We're applying industrial age thinking on information age projects, and this almost guarantees failure.

This is one reason tech VCs as a group have an abysmal success rate, and why working on a big software team can feel like you're constantly headed for disaster. Because you are.

Complexity is not really new to us. Human life is a pretty complex business after all.
When I reflect on complexity I always think of two insights from psychologist Sheldon Kopp's
List:
  • #33: All important decisions must be made on the basis of insufficient data.
  • #34: Yet we are responsible for everything we do.

In both life, and the software business, we always have insufficient data, nevertheless our decisions determine the outcome. We can't predict the actual result of any decision, but nevertheless we must decide.

We reflexively deal with complexity by trying to plan really really well. We know that predicting all the variables at the beginning of a big project is difficult, but our human need for certainty means we try to anyway.

This is why big upfront requirements planning is still popular, even though it never works.

Our plans are never right, and they are resistant to change, so we set the project on tracks that lead towards a cliff and it's only through heroic effort on the part of our teams that they succeed.

Success in big software projects is not common and not achieved because of our brilliant plans. It's an anomaly that often comes at a very high cost to the people who manage to pull the project out of the fire at the end.

Instead of trying to manage and plan all complexity out of our projects, we need to build plans, systems, and teams that handle it with grace and responsiveness. This is what psychologists call resilience and it's perhaps the most valuable thing you can have personally and as a business.
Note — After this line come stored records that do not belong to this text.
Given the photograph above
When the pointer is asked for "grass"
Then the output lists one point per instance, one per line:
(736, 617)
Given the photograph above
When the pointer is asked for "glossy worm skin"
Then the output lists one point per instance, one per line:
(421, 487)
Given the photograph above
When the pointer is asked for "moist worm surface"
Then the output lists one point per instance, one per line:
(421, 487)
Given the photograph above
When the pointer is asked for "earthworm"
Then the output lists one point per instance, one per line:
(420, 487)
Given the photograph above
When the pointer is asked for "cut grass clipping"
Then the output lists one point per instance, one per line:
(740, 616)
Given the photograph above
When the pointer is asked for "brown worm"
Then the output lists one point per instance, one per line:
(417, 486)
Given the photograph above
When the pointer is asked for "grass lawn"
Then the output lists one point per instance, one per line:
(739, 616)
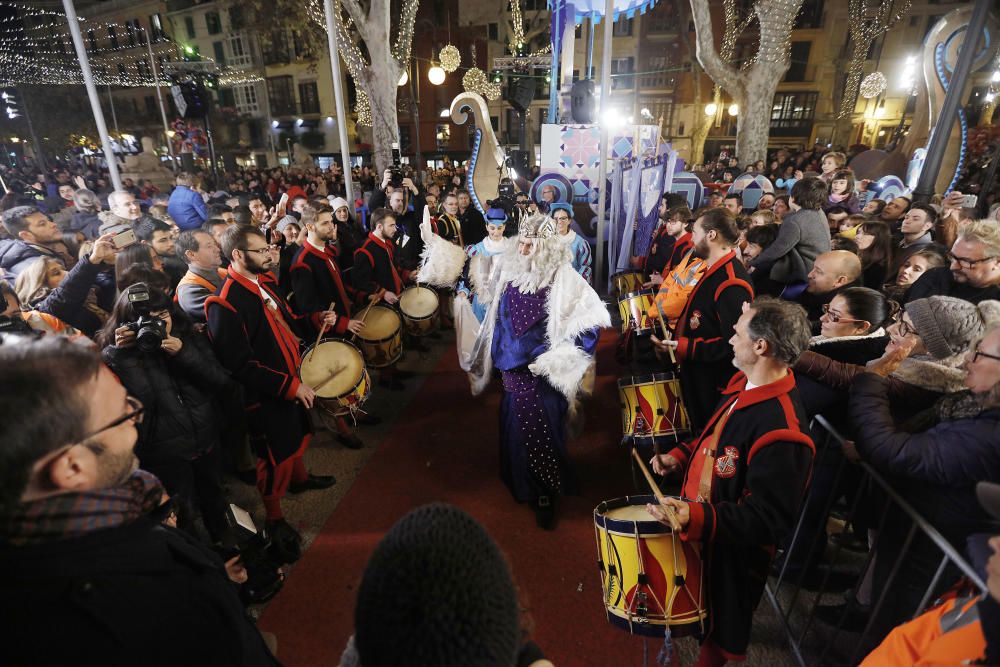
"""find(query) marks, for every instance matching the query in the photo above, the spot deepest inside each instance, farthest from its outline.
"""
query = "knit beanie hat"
(947, 325)
(437, 591)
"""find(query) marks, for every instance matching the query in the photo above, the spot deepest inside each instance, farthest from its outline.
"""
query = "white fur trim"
(441, 262)
(564, 366)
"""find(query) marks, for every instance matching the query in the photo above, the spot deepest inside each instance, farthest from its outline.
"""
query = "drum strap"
(709, 447)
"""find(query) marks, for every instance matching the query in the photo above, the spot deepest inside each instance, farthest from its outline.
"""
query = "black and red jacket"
(703, 332)
(761, 468)
(317, 282)
(263, 356)
(375, 270)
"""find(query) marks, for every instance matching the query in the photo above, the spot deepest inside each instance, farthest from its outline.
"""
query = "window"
(156, 25)
(622, 70)
(213, 23)
(240, 53)
(236, 21)
(282, 95)
(792, 114)
(623, 27)
(799, 58)
(245, 97)
(309, 97)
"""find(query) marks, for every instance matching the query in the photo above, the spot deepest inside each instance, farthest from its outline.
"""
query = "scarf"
(70, 515)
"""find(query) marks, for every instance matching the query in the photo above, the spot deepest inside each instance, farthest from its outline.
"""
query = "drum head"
(332, 356)
(380, 323)
(418, 302)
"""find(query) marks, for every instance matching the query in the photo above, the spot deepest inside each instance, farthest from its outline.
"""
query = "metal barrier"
(795, 599)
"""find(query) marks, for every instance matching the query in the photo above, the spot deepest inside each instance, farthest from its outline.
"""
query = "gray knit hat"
(437, 591)
(947, 325)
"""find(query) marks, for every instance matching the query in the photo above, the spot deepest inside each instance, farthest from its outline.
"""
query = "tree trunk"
(381, 89)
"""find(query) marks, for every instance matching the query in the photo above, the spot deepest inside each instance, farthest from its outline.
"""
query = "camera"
(396, 170)
(150, 332)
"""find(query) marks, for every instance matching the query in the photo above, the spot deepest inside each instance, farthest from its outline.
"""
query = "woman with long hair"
(874, 239)
(171, 369)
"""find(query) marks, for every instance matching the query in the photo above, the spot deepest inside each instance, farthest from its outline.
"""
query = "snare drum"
(350, 386)
(627, 281)
(652, 408)
(634, 309)
(651, 578)
(381, 339)
(419, 305)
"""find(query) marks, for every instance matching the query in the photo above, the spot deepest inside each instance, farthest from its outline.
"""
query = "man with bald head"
(832, 272)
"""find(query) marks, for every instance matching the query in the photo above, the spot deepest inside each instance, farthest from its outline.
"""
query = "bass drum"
(381, 339)
(350, 385)
(419, 307)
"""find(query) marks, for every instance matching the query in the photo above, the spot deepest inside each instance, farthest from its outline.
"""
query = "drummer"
(746, 475)
(376, 276)
(317, 282)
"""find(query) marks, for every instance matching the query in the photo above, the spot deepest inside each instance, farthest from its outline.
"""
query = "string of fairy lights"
(36, 48)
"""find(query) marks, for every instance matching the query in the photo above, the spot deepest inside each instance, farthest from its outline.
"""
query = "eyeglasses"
(134, 414)
(965, 262)
(977, 353)
(836, 317)
(260, 251)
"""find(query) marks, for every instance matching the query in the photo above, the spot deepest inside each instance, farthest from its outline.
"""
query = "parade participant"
(746, 474)
(446, 224)
(256, 336)
(376, 276)
(317, 282)
(579, 249)
(711, 311)
(540, 332)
Organizational resilience is a core competitive advantage and is housed in the way an organization approaches project planning. This brings us to variability.
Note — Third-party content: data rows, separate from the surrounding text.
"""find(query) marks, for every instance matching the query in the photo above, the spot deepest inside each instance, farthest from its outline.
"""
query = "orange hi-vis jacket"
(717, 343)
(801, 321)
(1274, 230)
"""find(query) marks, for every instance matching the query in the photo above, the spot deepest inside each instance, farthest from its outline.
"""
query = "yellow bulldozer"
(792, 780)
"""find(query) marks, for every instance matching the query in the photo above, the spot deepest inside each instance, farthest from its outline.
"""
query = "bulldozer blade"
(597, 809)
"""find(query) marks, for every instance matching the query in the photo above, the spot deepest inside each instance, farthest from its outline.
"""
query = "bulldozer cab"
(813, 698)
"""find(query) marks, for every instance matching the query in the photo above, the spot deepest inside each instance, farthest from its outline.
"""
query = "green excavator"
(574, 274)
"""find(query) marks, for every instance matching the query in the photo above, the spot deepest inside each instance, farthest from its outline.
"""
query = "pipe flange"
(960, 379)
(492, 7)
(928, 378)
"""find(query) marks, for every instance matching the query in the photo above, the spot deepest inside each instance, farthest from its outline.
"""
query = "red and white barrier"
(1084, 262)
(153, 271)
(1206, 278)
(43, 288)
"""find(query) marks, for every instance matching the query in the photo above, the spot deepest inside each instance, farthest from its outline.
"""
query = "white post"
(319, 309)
Don Reinertsen -- perhaps the king of lean theorists -- in his profound 2009 work,
, taught us the importance of "understanding and exploiting variability."
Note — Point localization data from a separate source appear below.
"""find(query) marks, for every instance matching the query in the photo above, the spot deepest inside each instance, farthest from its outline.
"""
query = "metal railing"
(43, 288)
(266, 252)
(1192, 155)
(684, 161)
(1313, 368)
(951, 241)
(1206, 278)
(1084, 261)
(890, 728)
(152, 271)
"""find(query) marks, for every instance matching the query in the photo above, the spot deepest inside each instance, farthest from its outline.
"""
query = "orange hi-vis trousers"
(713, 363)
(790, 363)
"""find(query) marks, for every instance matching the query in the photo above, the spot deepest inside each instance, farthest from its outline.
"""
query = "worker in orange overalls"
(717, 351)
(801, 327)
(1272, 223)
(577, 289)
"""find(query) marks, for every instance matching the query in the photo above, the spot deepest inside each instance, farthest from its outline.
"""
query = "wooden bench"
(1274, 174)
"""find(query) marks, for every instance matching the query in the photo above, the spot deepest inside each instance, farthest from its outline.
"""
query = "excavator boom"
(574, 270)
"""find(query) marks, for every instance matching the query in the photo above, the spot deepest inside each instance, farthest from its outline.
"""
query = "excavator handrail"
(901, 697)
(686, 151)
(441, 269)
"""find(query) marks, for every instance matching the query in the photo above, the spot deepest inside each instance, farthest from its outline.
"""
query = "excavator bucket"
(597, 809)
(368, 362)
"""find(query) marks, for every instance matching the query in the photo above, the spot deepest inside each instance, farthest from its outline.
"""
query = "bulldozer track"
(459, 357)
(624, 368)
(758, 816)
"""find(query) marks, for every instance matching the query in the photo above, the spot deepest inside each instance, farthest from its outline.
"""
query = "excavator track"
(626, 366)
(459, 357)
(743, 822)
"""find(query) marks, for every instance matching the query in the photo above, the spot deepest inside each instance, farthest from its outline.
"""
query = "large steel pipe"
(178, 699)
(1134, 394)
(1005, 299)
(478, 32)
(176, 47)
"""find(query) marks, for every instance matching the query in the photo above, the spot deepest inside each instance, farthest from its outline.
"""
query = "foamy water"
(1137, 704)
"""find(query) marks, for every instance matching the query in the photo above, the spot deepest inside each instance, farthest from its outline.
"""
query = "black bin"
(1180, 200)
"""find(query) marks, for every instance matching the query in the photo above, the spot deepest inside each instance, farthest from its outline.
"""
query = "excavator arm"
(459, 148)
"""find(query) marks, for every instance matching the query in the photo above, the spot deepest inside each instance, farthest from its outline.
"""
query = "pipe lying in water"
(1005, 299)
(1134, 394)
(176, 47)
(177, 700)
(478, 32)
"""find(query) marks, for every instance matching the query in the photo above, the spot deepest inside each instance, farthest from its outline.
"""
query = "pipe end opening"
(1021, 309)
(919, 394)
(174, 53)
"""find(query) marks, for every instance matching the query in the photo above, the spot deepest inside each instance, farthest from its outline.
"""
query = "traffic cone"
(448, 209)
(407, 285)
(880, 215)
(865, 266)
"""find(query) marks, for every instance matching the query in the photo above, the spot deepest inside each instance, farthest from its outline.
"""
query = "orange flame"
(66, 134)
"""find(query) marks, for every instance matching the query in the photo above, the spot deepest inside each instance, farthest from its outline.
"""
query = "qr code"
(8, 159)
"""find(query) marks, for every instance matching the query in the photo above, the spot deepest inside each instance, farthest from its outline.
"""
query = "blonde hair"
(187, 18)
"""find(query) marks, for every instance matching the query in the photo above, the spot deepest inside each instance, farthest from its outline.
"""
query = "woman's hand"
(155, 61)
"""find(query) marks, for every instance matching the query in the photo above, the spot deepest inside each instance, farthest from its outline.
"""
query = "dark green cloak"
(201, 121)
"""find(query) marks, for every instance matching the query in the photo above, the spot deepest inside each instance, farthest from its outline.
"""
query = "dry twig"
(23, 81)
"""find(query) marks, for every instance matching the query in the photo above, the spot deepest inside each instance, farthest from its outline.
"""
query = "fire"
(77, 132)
This view is a departure from previous lean strategies (like Six Sigma and the Toyota Production System) whose main focus was driving out variation (aka defects, aka uncertainty).

Driving out defects makes sense if you're doing the same thing over and over again -- e.g. manufacturing. It doesn't make sense when your primary activity is problem solving and solution design -- e.g. software engineering and product development.

Reinertsen's insight was that software teams can, and should, learn as they go and evolve a product over time, rather than designing it all upfront and then trying to build it without defects.

From this perspective, value creation is tied to the steady addition of new and better functionality. Value is not churning out of the same widget over and over again, yet this kind of thinking is pervasive in the enterprise software world. Which is why startups consistently win.

When you're working with a process that's designed to exploit variability, you're able to take advantage of flashes of insight and inspiration, as well as happy accidents, to inform the shape your product takes.

Here are four things you can do to build a planning process and organization that's able to exploit variability. I could write an article on each -- let me know if you want me to.

  1. Finance all projects on a time and materials basis, so you can re-plan regularly.
  2. Re-plan and re-prioritize at least once a month, if not once a week.
  3. Build your organization as a collection of small, empowered teams and architect your software to support this. Make sure people on these teams understand and embrace their mission, and that they feel personally connected to each other.
  4. Have these teams ask "what can we deliver to the customer in the next few weeks that they will find valuable?" and then deliver it, watch the customer use it, and incorporate what they learn into the next plan.

These are foundational to building a great culture in your product teams, and culture is where resilience lives.

A resilient and engaged culture is as important to a software organization as healthy topsoil is to a farmer. With it you can grow incredible things, but without it you're living on borrowed time.